Being a manager and business owner has enabled him to have a greater involvement in broader organisational development.

You will see the spark of passion in him when he is in front of a room helping learners learn and, even more importantly, transferring that learning into practical, tangible and measurable results in the workplace.

His work involves entertaining or hosting corporate events and conferences for clients such as Sony, Mercedes and even the New Zealand national rugby team, All Blacks.

His point of difference as a speaker is that, in addition to his business experience and knowledge, he has also been a professional stand-up comedian for 10 years.

He challenges himself to do two dangerous things a year, which is how he got into stand-up comedy.

Consequently, his business presentations are engaging.

“Appropriate fun reinforces the learning,” he says.

Humour at work

His earliest forays into professional speaking were about humour in the workplace and how some skills of a comedian could make non-comedic business people better managers, leaders, sales professionals and communicators.

As a business-savvy satirist, he shares some hard facts regarding what employers can offer, and be seen to offer, to make them an employer and workplace of choice.

He examines what it means to be a workplace of choice and whether it justifies itself in business results.

Why do people really leave?

Why do people, especially talented and desirable people with options, come and go or stay?

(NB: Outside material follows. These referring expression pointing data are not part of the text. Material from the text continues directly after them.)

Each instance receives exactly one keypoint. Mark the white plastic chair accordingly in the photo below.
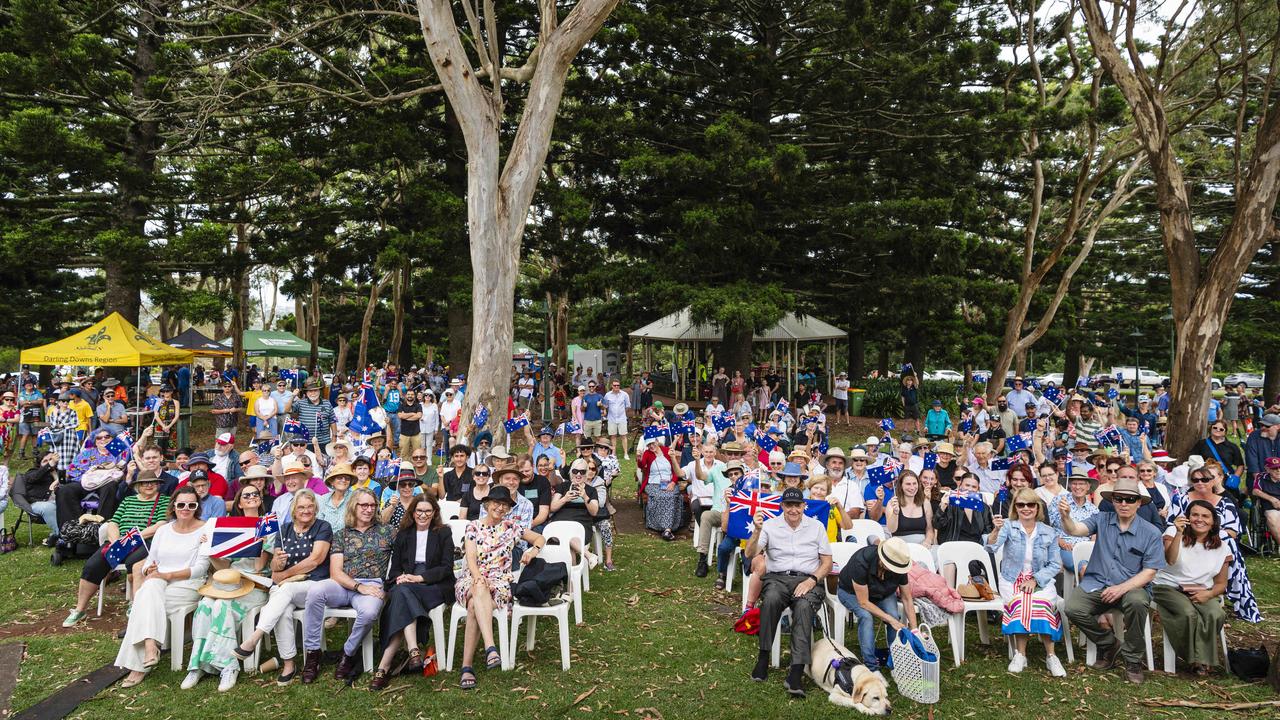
(366, 645)
(960, 554)
(1080, 555)
(922, 555)
(565, 532)
(867, 529)
(551, 554)
(840, 555)
(178, 633)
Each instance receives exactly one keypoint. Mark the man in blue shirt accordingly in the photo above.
(391, 404)
(545, 447)
(1124, 561)
(593, 409)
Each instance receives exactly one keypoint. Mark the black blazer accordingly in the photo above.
(439, 556)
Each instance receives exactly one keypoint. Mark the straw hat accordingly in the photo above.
(339, 470)
(895, 556)
(227, 584)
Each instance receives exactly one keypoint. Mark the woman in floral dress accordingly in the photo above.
(487, 575)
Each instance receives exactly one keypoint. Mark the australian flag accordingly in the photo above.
(115, 552)
(297, 429)
(120, 445)
(516, 423)
(744, 505)
(818, 510)
(361, 420)
(268, 525)
(880, 475)
(967, 500)
(1107, 436)
(1018, 442)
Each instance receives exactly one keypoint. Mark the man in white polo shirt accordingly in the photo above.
(798, 559)
(616, 404)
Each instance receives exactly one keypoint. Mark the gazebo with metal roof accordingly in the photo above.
(686, 338)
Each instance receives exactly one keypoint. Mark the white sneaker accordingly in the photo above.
(228, 680)
(1055, 666)
(191, 679)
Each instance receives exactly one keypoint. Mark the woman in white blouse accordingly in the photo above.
(168, 578)
(1188, 591)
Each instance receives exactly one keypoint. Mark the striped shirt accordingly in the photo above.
(136, 513)
(316, 417)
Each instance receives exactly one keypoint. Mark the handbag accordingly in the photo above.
(1249, 662)
(1233, 482)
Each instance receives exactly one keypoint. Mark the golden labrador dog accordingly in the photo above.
(848, 682)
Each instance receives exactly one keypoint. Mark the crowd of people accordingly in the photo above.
(361, 524)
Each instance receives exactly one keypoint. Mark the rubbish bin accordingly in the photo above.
(855, 401)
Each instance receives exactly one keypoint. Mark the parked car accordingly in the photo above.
(1249, 379)
(1146, 376)
(1056, 378)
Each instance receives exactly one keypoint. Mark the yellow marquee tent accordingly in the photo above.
(113, 342)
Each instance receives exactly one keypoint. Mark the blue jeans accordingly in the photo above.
(867, 623)
(48, 510)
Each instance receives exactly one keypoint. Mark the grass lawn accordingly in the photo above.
(657, 643)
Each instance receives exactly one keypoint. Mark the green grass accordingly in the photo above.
(657, 643)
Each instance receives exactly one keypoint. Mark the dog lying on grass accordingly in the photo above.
(848, 682)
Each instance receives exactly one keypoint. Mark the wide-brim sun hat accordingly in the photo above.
(227, 584)
(895, 556)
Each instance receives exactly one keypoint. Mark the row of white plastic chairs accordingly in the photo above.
(507, 619)
(951, 560)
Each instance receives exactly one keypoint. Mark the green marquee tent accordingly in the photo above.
(277, 343)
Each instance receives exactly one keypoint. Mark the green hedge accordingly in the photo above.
(882, 397)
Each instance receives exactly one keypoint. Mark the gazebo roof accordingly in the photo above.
(677, 327)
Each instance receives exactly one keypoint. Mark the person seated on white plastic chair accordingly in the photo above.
(1188, 591)
(227, 600)
(792, 477)
(168, 578)
(798, 559)
(487, 575)
(1125, 559)
(1027, 578)
(873, 586)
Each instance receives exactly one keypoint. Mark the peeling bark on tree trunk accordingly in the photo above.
(499, 194)
(1202, 292)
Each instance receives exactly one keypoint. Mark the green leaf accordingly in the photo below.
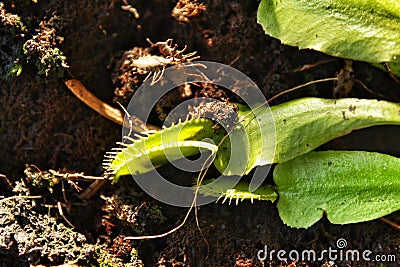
(349, 186)
(146, 153)
(222, 188)
(367, 30)
(301, 126)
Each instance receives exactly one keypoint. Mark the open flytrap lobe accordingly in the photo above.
(301, 126)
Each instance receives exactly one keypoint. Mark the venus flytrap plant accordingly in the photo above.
(310, 182)
(354, 29)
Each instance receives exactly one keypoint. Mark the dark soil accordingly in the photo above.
(44, 124)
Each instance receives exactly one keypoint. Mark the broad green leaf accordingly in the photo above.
(149, 152)
(349, 186)
(367, 30)
(301, 126)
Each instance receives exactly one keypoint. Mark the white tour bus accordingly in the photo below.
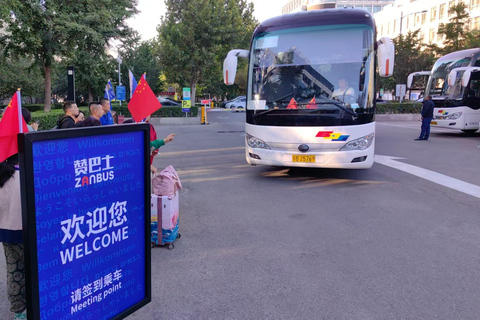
(311, 89)
(454, 84)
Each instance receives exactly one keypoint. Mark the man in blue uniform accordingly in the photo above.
(427, 116)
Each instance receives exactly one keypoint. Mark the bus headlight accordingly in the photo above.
(454, 116)
(359, 144)
(256, 143)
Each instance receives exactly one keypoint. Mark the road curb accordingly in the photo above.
(398, 117)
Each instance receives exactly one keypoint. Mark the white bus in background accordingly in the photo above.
(311, 89)
(454, 84)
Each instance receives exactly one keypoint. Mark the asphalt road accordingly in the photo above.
(279, 243)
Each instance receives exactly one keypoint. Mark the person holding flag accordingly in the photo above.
(107, 117)
(10, 205)
(133, 83)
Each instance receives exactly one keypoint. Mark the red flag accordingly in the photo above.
(143, 102)
(292, 104)
(10, 127)
(312, 104)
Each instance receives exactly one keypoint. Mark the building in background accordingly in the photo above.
(369, 5)
(409, 15)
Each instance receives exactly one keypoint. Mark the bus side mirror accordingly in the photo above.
(466, 77)
(386, 57)
(409, 80)
(230, 65)
(452, 77)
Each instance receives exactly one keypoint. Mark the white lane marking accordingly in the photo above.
(436, 129)
(430, 175)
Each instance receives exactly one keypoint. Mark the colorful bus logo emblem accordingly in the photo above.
(333, 136)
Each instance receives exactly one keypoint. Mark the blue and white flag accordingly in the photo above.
(109, 93)
(133, 83)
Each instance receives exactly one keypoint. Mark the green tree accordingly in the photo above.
(456, 30)
(195, 36)
(53, 29)
(140, 58)
(410, 55)
(19, 72)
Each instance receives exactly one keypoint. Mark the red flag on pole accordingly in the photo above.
(143, 102)
(11, 124)
(312, 104)
(292, 104)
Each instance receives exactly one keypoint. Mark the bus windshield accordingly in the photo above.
(321, 75)
(437, 83)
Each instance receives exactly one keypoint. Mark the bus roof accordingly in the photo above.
(316, 18)
(457, 55)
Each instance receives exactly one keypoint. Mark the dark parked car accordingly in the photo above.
(167, 102)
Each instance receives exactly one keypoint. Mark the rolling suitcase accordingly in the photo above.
(164, 220)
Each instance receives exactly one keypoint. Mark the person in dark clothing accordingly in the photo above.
(427, 116)
(68, 119)
(107, 118)
(96, 112)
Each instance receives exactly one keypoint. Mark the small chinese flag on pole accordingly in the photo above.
(11, 124)
(292, 104)
(143, 102)
(312, 104)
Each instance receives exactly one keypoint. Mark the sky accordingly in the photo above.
(148, 19)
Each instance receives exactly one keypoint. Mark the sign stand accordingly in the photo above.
(205, 103)
(186, 102)
(86, 221)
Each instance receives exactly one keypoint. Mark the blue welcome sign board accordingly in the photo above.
(86, 217)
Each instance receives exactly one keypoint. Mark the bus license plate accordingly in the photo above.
(302, 158)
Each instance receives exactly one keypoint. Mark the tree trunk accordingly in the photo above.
(90, 94)
(47, 104)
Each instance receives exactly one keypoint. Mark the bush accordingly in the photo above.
(395, 107)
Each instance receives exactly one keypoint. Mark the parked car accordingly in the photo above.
(167, 102)
(228, 104)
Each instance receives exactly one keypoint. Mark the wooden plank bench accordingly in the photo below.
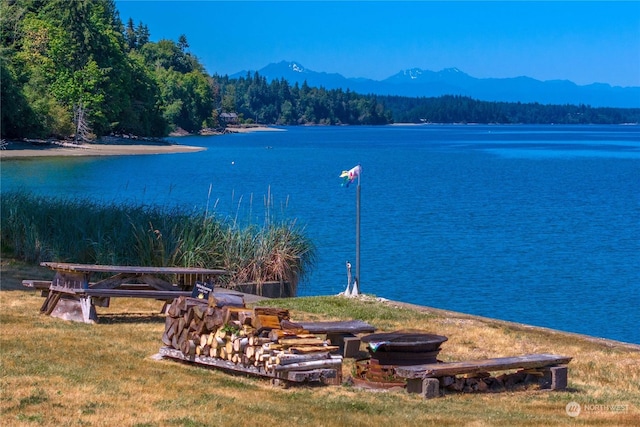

What can workplaces consciously and proactively do to influence that?

Fun must be planned

Mr Williams believes that for modern workplaces to succeed in the future, they need to become a network of inter-relationships that are deliberately managed rather than left to chance, as in a traditionally rigid hierarchical organisation.

“It won’t just happen by accident. You have got to consciously plan and create the conditions for a fun workplace,” he says.

He believes that employers don’t need to become clowns themselves to do this, but rather, look at the techniques that comedians use — basic communication styles, rapport building, accelerated learning techniques — and use them in serious workplace situations that people face every day in the business world.

“Using humour at work will help managers and office administrators increase the energy in their office,” he explains.

“Benefits also extend to team leaders who want to learn fun and fresh ways to communicate effectively with staff to increase productivity.”